Among Hardin’s many targets are the paper-shuffling of the stock and money markets and the merry-go-round of corporate mergers and buyouts. He also scrutinizes the expensive make-work of lobbyists, consultants, and the peddlers of motivational seminars. And he examines the extravagant rewards and perks given to corporate executives, the outrageous costs of advertising to maintain market share, and the self-serving intrusion of corporations into the fields of sports and culture.

The private sector, robed like an emperor in the garments of entrepreneurialism and competition, meets the commonsensical witness who points out what’s really on parade.

The New Bureaucracy cuts through obfuscation and gobbledygook to expose the reality at the core. In the process, it explodes the greatest myth of our times – that the private sector is necessarily more frugal and many times more efficient than the public sector.

Book talk
The New Bureaucracy is made up of several interrelated branches, each branch of which is given a chapter in the book. There’s the corporate branch (the runaway compensation of executives, the lobbyists, the pretensions), the paper entrepreneurialism branch (mergers and acquisitions), and so on. Of all of these chapters, however, the most important may be the ones that appear late in the book – the two on advertising and marketing, followed by the chapter on economists, think tanks and the media. These are the branches, with their “commissars,” that elaborate and entrench the ideological culture within which the New Bureaucracy flourishes.

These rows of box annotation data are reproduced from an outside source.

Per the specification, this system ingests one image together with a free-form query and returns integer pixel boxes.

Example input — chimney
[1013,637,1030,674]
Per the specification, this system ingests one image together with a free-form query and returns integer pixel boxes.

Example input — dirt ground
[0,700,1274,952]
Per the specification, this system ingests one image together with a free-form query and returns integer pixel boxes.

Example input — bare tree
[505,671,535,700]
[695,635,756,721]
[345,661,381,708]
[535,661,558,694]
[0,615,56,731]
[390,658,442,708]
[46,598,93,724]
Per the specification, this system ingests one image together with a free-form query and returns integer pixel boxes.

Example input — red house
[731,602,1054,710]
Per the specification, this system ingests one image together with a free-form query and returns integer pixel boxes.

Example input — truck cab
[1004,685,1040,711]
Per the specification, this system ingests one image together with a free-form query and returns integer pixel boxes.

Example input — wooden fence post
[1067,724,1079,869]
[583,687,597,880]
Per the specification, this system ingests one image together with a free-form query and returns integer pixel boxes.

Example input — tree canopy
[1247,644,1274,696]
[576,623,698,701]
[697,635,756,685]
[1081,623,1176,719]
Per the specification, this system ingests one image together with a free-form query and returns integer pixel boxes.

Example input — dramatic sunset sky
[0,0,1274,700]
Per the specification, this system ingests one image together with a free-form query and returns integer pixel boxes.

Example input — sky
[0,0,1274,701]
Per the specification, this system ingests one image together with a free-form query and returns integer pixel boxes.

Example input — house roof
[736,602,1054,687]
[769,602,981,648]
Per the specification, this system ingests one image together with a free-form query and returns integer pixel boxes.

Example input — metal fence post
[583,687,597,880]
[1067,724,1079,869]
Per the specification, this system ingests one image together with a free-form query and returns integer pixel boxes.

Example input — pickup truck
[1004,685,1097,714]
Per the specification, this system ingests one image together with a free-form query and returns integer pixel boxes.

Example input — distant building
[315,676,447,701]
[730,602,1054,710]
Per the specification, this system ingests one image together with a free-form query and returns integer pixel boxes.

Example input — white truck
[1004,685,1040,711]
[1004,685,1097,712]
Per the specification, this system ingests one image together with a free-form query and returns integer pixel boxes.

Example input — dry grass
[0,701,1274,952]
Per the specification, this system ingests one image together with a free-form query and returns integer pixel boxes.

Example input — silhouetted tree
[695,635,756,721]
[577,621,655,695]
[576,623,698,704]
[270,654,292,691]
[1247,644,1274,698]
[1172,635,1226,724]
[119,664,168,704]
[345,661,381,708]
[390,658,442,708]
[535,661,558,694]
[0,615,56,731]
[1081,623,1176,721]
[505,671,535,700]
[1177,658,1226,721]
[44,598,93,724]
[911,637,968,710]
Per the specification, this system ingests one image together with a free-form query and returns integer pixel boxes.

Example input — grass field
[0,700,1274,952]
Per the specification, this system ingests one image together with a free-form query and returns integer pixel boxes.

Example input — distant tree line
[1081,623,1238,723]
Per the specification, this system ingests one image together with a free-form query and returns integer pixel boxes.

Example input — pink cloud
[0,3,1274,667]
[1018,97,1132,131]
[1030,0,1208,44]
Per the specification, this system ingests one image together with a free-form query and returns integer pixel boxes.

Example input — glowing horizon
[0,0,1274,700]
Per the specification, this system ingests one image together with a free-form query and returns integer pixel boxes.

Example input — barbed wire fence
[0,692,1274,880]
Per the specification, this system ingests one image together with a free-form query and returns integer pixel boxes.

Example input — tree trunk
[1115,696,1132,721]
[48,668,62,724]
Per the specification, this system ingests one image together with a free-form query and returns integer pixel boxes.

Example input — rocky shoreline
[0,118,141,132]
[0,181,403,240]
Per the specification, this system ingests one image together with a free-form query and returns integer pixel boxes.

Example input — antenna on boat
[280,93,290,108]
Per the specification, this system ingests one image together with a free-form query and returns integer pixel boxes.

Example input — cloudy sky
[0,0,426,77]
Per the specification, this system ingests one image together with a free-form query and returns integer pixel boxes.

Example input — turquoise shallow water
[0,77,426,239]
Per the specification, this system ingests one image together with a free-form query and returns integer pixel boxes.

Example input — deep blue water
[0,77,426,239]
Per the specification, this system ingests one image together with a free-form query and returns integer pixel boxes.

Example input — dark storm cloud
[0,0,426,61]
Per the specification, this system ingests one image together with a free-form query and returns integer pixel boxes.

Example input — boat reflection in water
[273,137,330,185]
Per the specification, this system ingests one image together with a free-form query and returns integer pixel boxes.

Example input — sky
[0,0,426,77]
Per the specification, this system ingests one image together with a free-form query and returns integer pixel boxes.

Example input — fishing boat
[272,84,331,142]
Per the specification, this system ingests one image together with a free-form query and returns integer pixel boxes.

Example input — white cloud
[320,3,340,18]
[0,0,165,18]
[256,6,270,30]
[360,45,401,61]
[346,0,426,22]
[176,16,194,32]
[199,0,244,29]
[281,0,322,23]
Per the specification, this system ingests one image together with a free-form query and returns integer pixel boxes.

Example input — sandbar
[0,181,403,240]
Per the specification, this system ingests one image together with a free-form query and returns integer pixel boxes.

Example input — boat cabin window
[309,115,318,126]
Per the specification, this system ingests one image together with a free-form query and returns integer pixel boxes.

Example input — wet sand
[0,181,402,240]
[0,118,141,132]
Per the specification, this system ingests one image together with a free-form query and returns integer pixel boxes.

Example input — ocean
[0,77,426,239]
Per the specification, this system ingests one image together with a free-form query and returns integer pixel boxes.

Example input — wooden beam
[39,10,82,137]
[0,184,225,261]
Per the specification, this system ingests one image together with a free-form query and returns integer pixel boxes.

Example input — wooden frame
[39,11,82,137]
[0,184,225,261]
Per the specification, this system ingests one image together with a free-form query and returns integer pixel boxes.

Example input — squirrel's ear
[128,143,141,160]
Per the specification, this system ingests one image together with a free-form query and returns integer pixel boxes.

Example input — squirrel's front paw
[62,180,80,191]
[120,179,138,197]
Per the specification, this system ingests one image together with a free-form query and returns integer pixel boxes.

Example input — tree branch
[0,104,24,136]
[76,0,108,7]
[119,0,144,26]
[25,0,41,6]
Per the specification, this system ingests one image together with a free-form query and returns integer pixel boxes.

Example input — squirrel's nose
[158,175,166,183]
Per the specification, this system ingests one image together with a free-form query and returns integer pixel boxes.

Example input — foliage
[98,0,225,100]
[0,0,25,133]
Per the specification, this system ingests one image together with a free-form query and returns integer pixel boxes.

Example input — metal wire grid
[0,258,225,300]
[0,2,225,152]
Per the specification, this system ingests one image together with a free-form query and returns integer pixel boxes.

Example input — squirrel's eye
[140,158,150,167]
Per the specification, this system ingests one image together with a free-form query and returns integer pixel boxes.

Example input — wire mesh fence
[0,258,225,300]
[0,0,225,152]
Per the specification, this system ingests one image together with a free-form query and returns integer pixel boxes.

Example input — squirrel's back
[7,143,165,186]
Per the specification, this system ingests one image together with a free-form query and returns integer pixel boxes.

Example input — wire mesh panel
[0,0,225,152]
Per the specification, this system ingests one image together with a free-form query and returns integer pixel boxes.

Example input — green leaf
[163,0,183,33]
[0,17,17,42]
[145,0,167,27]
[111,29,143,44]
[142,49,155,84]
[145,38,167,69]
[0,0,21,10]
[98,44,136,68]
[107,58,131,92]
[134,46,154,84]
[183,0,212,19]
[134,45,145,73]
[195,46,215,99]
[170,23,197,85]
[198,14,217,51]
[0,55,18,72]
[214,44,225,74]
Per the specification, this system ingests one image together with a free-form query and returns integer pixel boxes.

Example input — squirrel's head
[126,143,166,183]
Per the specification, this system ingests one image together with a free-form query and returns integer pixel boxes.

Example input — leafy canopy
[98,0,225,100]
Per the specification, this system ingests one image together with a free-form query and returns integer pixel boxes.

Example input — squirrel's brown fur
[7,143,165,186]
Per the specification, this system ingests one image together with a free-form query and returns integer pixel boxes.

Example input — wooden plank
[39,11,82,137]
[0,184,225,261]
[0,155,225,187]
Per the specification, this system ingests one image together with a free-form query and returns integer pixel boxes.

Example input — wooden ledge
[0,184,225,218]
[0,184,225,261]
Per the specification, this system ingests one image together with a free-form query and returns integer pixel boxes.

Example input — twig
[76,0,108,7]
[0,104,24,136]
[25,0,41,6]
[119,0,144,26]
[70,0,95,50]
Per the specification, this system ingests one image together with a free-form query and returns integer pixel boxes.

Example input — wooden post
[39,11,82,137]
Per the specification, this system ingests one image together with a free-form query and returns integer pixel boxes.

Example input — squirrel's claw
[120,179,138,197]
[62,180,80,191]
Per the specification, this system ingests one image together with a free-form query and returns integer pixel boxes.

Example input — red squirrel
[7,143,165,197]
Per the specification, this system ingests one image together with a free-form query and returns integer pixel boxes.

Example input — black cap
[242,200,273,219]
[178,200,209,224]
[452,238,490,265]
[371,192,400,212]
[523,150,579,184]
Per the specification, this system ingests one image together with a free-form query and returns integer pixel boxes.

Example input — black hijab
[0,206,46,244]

When The New Bureaucracy appeared, I wondered whether some of the bureaucratic excesses might abate. Merger and acquisition activity, for example, had leveled off at the beginning of the 1990s. I came to the conclusion, however, that the dynamics of entrenched bureaucracy would generate expansion regardless. This is what occurred. New waves of mergers and acquisitions put the takeovers and leveraged buyouts of the 1980s into the shadows, sensational as that earlier “M&A” wave seemed to be at the time, The advertising and marketing branch, similarly, became even more intrusive, pervasive, and spendthrift. And as for the “One Big Bureaucracy,” only briefly outlined in the closing chapter of the book – and more as a prediction than anything else – it happened in spades as the globalization of the 1990s progressed.